The AI also perceived Tampa as having “sexier people,” being “more hospitable to strangers,” and having “more relaxed” people.
But in the category of what residents consider sexy, the AI also strongly associated Tampa with having “smellier people” and “fatter people.” Socially speaking, the chatbot ranked the city top as a place that was “more slutty” and had “more drug users”. The AI also determined that Tampa was “more ignorant” and had “more stupid people.”
St. Despite St. Petersburg’s world-famous museums, ChatGPT gave the city a score of minus 40 for its contemporary art scene and unique architecture. Tampa has similarly failed in artistic heritage and theater.
While it’s easy to laugh off a robot’s crude views, researcher Matthew Zook warns that these rankings are not random. They are a mirror reflecting the internet’s own biases; It’s a phenomenon that could have real-world consequences as AI begins to influence everything from travel recommendations to property values.
When facing Tampa in “Art & Style,” St. Petersburg beat out Tampa as being “more stylish,” having “better museums,” having “more unique architecture,” and having a “better contemporary art scene.” According to the AI, Tampa is more likely than St.

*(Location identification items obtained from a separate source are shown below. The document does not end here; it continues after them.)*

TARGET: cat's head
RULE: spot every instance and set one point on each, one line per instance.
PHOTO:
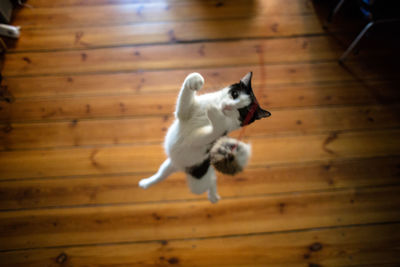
(240, 102)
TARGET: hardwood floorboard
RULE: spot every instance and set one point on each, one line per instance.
(370, 245)
(164, 32)
(266, 77)
(155, 11)
(278, 179)
(287, 50)
(144, 222)
(147, 157)
(138, 130)
(88, 92)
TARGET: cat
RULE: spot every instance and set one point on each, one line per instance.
(200, 120)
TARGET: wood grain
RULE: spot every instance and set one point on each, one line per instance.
(127, 223)
(365, 245)
(141, 104)
(158, 57)
(33, 39)
(153, 129)
(269, 76)
(108, 189)
(157, 11)
(147, 158)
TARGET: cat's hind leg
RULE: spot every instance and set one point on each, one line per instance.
(207, 182)
(192, 83)
(165, 170)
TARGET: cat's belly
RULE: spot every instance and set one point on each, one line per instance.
(179, 149)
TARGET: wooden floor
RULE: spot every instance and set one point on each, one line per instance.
(93, 84)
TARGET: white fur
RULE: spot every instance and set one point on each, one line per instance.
(200, 121)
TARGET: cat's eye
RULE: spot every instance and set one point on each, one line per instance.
(234, 94)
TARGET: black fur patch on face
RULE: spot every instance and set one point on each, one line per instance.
(199, 170)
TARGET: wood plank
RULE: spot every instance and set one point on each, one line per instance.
(142, 12)
(108, 189)
(170, 80)
(33, 39)
(50, 109)
(208, 54)
(346, 246)
(147, 158)
(142, 104)
(153, 129)
(127, 223)
(44, 3)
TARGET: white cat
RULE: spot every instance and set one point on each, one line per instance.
(200, 121)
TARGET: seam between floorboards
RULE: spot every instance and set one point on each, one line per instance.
(312, 229)
(199, 199)
(326, 161)
(246, 138)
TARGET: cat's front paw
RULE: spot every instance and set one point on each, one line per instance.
(213, 198)
(144, 183)
(194, 81)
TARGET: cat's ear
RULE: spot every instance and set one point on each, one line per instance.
(247, 79)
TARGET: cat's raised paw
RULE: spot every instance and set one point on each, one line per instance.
(213, 198)
(194, 81)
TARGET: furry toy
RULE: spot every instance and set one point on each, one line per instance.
(193, 142)
(229, 155)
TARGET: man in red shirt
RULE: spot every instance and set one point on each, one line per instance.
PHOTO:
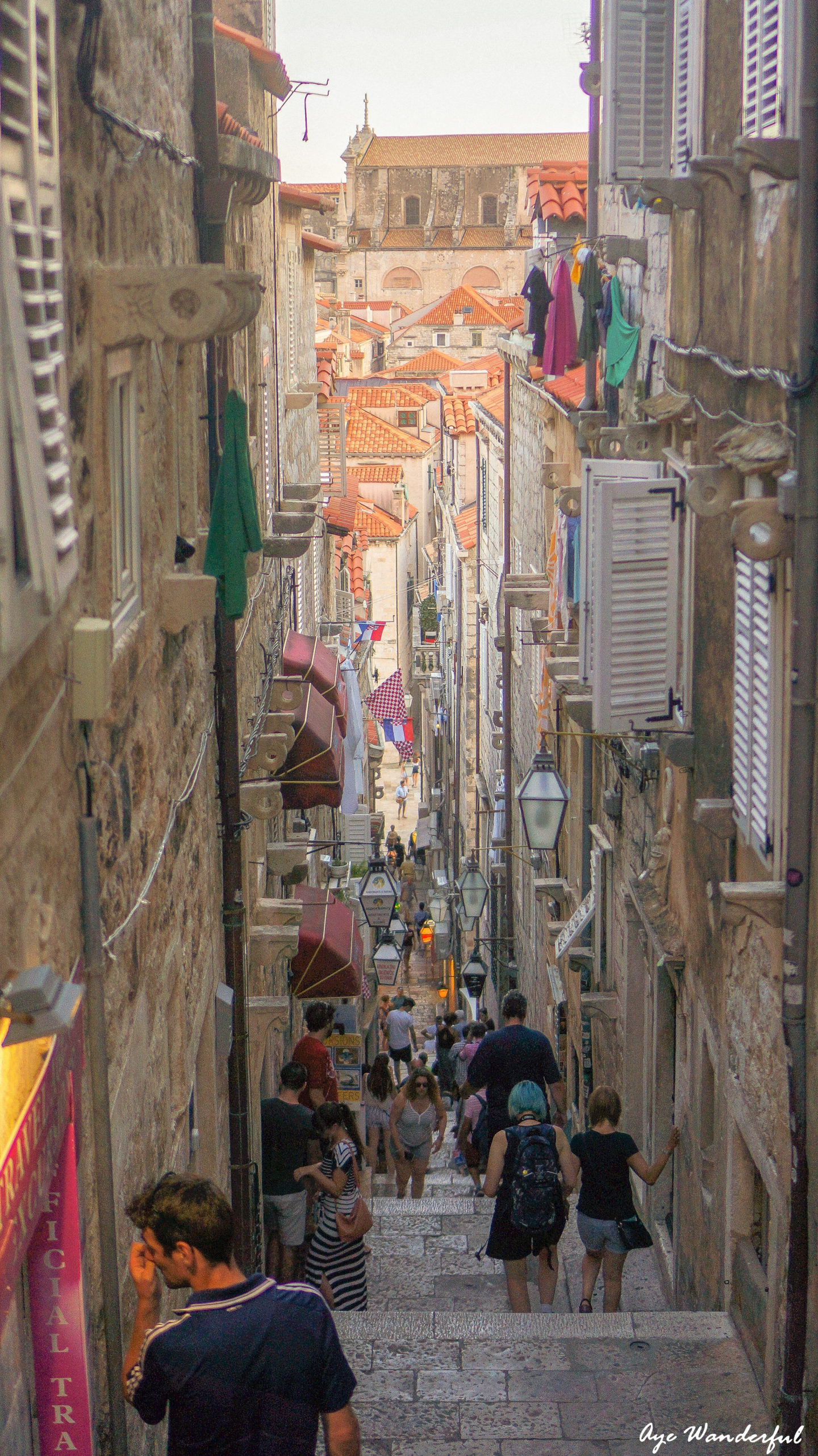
(311, 1052)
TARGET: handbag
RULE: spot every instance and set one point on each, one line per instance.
(354, 1225)
(633, 1234)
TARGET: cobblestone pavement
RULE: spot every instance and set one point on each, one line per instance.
(444, 1369)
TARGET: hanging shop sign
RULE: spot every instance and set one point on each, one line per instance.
(30, 1161)
(57, 1312)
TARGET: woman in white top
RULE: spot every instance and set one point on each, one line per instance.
(379, 1092)
(415, 1113)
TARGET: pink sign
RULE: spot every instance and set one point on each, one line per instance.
(57, 1315)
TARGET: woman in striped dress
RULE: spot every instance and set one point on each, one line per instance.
(335, 1267)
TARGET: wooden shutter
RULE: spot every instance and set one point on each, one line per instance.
(636, 599)
(596, 475)
(31, 248)
(752, 727)
(641, 88)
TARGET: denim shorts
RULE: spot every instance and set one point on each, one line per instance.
(600, 1234)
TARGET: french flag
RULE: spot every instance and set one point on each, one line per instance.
(398, 733)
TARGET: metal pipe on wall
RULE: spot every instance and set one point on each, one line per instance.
(803, 740)
(94, 963)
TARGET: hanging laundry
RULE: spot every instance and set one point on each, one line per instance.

Louis because it has a “more vibrant music scene” and a “better film industry.” He left St. Petersburg behind.
St. Petersburg scored high on social inclusion, being heavily associated with positive queries such as “more LGBTQ+ friendly,” “less racist,” and “has more inclusive policies.”
Zook said such decisions were not intentionally programmed by ChatGPT’s maker, Open AI. Rather, they absorb trillions of words from the internet, material full of human stereotypes, to train the models.
Maybe if the internet frequently pairs “Florida” with the chaotic “Florida Man” meme or swamp humidity, AI will learn to calculate whether Florida is redneck or smelly.
Algorithms may seem objective with their if-this-then-that mentality, but they often “learn” to do their job from existing data (e.g., things people on the internet have already typed into a search box).
“Technology will never solve these types of problems,” said Zook, a professor of geography at the University of Kentucky and co-author of the study. “It’s not neutral, people like to pretend it is. But it’s coded by people and so it reflects what people do.”
Algorithmic bias is nothing new. Early photo recognition software had trouble identifying Black people because it was trained on a dataset of mostly light-skinned faces. Search results were automatically filled with racist stereotypes because people had searched for those terms before. The software that screened job candidates for tech jobs filtered out applications from women because it was trained on data showing that those jobs were mostly filled by men.
Zook said the difference with language learning models like ChatGPT comes in how comfortable people already trust it.
“With generative models, users convey their judgments to an interactive interface where biases creep in without being visually or immediately apparent,” Zook said.
Artificial intelligence models are also very powerful and work fast. They can produce content so quickly that they can soon “suppress what people produce” and normalize preconceived notions. Last year, an estimated 50 percent of adults were using ChatGPT or something similar.
Zook likened interacting with an AI’s geographic views to dealing with a “racist uncle.” If you know his prejudices, you can overcome them and still be around him during the holidays, but if you accept his words uncritically, you run the risk of adopting those prejudices.